Secara statistik pendidikan di Kalimantan Barat
juga menuai banyak catatan buruk, “Apa buktinya?” Berdasarkan data IPM ( Indeks
Pembangunan Manusia ), kalimantan barat menempati posisi ke 28 dari 33 provinsi
di Indonesia dan merupakan yang terendah di regional Pulau Kalimantan. Dari
hasil tes uji kompetensi guru yang direalisasikan pada awal tahun 2012,
Kalimantan Barat menempati papan bawah klasemen persentase hasil tes. Dari 33
provinsi di Indonesia Kalimantan Barat berada pada peringkat 3 terendah dengan
persentase 35,4 %, berada di bawah Kalimantan tengah. Tes yang diikuti oleh
281.016 guru menjadi tolak ukur rendahnya kualitas pendidikan di Kalimantan
Barat. Sungguh ironi nasib pendidikan Kalimantan Barat sekarang ini.

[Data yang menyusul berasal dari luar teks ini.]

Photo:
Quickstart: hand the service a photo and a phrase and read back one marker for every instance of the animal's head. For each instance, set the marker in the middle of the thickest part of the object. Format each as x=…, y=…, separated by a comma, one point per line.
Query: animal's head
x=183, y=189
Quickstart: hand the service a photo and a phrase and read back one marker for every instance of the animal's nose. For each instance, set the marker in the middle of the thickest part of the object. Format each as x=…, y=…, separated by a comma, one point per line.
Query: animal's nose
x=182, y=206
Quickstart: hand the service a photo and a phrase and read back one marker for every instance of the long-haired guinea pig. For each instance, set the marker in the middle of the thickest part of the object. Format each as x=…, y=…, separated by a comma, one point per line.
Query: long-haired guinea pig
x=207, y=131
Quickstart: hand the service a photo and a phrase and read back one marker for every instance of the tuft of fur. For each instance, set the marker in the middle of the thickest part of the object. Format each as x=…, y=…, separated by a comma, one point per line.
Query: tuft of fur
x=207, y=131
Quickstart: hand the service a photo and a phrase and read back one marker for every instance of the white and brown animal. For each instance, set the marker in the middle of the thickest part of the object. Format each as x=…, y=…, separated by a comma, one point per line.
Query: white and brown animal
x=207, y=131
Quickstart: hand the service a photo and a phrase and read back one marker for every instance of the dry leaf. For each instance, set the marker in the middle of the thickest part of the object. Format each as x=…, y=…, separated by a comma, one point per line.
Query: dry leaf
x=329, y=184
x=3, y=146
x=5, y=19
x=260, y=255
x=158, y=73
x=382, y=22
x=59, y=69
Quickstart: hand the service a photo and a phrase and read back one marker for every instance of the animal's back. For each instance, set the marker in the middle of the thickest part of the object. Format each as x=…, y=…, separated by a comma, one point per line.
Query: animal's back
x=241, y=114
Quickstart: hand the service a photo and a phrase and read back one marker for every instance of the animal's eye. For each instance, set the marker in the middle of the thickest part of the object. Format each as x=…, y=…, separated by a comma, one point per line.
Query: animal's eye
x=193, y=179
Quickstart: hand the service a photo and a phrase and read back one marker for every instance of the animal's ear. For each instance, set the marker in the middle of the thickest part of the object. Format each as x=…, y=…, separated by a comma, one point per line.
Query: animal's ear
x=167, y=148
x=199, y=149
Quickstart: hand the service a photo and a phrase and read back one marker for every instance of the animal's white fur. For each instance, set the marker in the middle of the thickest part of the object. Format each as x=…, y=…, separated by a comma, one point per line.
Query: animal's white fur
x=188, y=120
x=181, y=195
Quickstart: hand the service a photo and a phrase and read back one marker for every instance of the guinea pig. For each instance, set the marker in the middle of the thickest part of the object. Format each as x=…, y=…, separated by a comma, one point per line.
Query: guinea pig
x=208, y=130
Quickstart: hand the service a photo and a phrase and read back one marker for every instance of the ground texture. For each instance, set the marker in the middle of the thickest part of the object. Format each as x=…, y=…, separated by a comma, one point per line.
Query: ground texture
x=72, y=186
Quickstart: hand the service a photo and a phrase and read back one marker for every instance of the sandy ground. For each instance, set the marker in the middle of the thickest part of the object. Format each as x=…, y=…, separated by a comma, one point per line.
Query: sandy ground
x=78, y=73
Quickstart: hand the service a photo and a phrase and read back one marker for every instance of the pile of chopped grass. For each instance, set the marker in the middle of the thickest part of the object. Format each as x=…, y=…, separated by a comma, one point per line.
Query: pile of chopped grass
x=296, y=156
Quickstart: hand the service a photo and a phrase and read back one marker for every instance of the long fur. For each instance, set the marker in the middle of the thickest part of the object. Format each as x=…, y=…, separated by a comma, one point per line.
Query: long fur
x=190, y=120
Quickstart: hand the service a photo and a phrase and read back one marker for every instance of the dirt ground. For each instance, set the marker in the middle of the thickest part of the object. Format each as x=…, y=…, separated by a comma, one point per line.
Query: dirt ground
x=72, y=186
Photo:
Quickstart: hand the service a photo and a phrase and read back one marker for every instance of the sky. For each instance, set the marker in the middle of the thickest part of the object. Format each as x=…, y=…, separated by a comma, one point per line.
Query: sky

Peserta didik sebagai generasi muda dan penerus
bangsa yang diharapkan mampu membangun bumi Kalimantan Barat kedepannya, justru
mengundang kekhawatiran masyarakat. Banyak aksi-aksi pelajar yang tidak wajar
pada usianya, bahkan tergolong tindakan kriminal seperti merokok, perkelahian,
balapan liar, bahkan mengkonsumsi narkoba. Berdasarkan data Puslitkes
Universitas Indonesia tahun 2006 hingga 2007, dari 3,2 juta pengguna narkoba di
Indonesia, 1,1 juta diantaranya adalah pelajar dan mahasiswa. Dari 1,1 juta
pengguna narkoba dari kalangan pelajar dan mahasiswa, 40 persen diantaranya
pelajar SLTP, 35 persen pelajar SLTA, dan 25 persen mahasiswa. Tentunya hal ini
mencerminkan masih rendahnya mental dan moral peserta didik di Kalimantan
Barat.
Mengenai rendahnya mental dan moral dari peserta
didik, yang menjadi pertanyaan adalah “mengapa hal ini bisa terjadi?” Kurangnya
pembekalan moral, dan terlambatnya pengetahuan nilai dan norma yang mereka
peroleh menjadi beberapa faktor penyebab. Kurangnya pembekalan moral, akibat
dari kurangnya perhatian tenaga pendidik dalam menanamkan dan membangun
karakter peserta didiknya. Yang menjadi tujuan utama dan tolak ukur dalam
pendidikan selama ini hanyalah sebatas nilai angka yang menjadi suatu
kebiasaan. Sistem
pendidikan di Indonesia secara umum masih dititikberatkan pada kecerdasan
kognitif.
Tujuan utama pendidikan sepertinya telah
terbiaskan menjauhi cita-cita bangsa negara ini. Perlu kita ingat kembali “apa
yang menjadi cita-cita pendidikan negara ini?” Tertulis jelas dalam pembukaan
UUD 1945 pada alenia keempat, satu diantara tujuan NKRI adalah mencerdaskan
kehidupan bangsa. Tujuan ini dipaparkan lebih lanjut dalam UU No 20 tahun 2003
pada pasal 1 ayat 1 yang menyatakan bahwa Pendidikan adalah usaha sadar dan
terencana untuk mewujudkan suasana belajar dan proses pembelajaran agar peserta
didik secara aktif mengembangkan potensi dirinya untuk memiliki kekuatan
spiritual keagamaan, pengendalian diri, kepribadian, kecerdasan, akhlak mulia,
serta keterampilan yang diperlukan dirinya, masyarakat, bangsa dan negara. Dan
pada ayat 2, pendidikan nasional adalah pendidikan yang berdasarkan Pancasila
dan Undang-Undang Dasar Negara Republik Indonesia Tahun 1945 yang berakar pada
nilai-nilai agama, kebudayaan nasional Indonesia dan tanggap terhadap tuntutan
perubahan zaman.
Beracuan dengan isi UU No 20 Tahun 2003,
pendidikan nasional yang bersandarkan Pancasila dan UUD 1945 mempunyai harapan
mengembangkan potensi, membentuk watak serta membangun peradaban yang
bermartabat untuk menghasilkan peserta didik yang berahlak mulia, berilmu,
sehat, kreatif dan mandiri serta berjiwa demokratis.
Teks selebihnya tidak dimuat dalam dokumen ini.